I am currently developing an open-source Text-based storage utility called WaterBase. The aim is to facilitate easy saving and access of persistent key-value data, like we have in Android SharedPreferences.
The data storage scheme is like this:
type:key:value
The problem I am facing is that if someone uses : as a character in their key or value, the code breaks as it counts : as separator.
How do I overcome this behavior? I don't want to restrict the use of separators in user data. I looked about encoding but couldn't find any working code without external libraries. You can have a look in the .h file here.
A mechanism that can be easily implemented in all languages instead of just C would be better so as to diversify the use case.
CodePudding user response:
If you indeed want no special characters in the output string, you need to store the information about the string length beforehand. You could use an approach similar to name mangling: store the length of the next entry as integer followed by a seperator followed by the actual content:
Example
A string is stored as
<string length(decimal)> '_' <string content>
struct Entry
{
std::string type;
std::string key;
std::string value;
};
void WriteMangled(std::ostream& s, std::string const& str)
{
s << str.length() << '_' << str;
}
void ParseMangled(std::istream& s, std::string& str)
{
size_t size;
char c;
if ((s >> size) && (s >> c))
{
assert(c == '_');
str.resize(size, '\0');
s.read(str.data(), size);
}
}
std::ostream& operator<<(std::ostream& s, Entry const& entry)
{
WriteMangled(s, entry.type);
WriteMangled(s, entry.key);
WriteMangled(s, entry.value);
return s;
}
std::istream& operator>>(std::istream& s, Entry& entry)
{
ParseMangled(s, entry.type);
ParseMangled(s, entry.key);
ParseMangled(s, entry.value);
return s;
}
int main() {
std::ostringstream oss;
oss << Entry{ "_Td$a", "8X0_8", "foo bar baz"};
std::string str = std::move(oss).str();
std::cout << str << '\n';
std::istringstream iss(std::move(str));
Entry e;
iss >> e;
std::cout << e.type << '\n' << e.key << '\n' << e.value << '\n';
}
Adding an escape char could be simpler though, e.g. using the backslash char as character simply marking the next char as a char that is not a special character, like a seperator. The drawback is that you have to replace backslashes in the original strings with double backslashes when writing the output.
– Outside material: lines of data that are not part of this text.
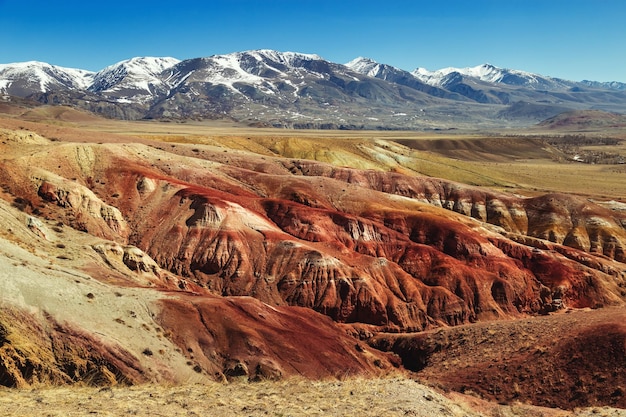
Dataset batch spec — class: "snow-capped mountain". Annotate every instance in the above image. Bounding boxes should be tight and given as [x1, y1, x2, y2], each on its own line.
[167, 50, 323, 94]
[88, 57, 180, 100]
[0, 49, 626, 128]
[0, 61, 94, 97]
[580, 80, 626, 91]
[412, 64, 575, 90]
[346, 57, 465, 100]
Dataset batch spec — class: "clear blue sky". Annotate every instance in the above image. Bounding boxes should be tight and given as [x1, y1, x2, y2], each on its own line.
[0, 0, 626, 82]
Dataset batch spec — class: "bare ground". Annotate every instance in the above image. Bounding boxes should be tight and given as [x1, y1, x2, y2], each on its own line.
[0, 378, 626, 417]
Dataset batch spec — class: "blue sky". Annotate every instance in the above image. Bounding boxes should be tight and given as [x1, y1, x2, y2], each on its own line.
[0, 0, 626, 82]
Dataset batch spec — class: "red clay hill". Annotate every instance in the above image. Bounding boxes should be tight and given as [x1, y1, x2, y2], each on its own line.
[0, 110, 626, 410]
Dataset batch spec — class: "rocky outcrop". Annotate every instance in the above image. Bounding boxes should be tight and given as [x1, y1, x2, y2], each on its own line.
[1, 138, 626, 331]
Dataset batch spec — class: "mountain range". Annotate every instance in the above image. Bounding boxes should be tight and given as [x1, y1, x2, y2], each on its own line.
[0, 50, 626, 129]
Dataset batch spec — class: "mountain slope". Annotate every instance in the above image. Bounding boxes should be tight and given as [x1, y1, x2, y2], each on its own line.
[0, 49, 626, 129]
[0, 61, 94, 97]
[88, 57, 180, 102]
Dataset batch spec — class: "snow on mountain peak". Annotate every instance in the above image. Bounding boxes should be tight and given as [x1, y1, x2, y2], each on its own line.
[89, 57, 180, 94]
[345, 56, 381, 77]
[0, 61, 94, 92]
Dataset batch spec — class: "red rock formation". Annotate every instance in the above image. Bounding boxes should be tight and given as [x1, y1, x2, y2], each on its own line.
[4, 141, 626, 331]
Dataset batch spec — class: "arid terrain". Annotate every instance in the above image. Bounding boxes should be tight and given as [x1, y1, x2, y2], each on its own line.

constexpr char EscapeChar = '\\';
constexpr char SeparatorChar = ':';
bool ReadEscapedString(std::istream& s, std::string& str)
{
bool escaped = false;
char c;
while (s >> c)
{
switch (c)
{
case EscapeChar:
if (!(s >> c))
{
return false; // could not read escaped char
}
break;
case SeparatorChar:
return true;
default:
break;
}
str.push_back(c);
}
return true;
}
std::istream& operator>>(std::istream& s, Entry& entry)
{
ReadEscapedString(s, entry.type)
&& ReadEscapedString(s, entry.key)
&& ReadEscapedString(s, entry.value);
return s;
}
int main() {
std::istringstream iss(R"(foo\:bar:\:baz\:\:a:x)"); // Note: Raw string literal for easier readability, see https://en.cppreference.com/w/cpp/language/string_literal
Entry e;
iss >> e;
std::cout << e.type << '\n' << e.key << '\n' << e.value << '\n';
}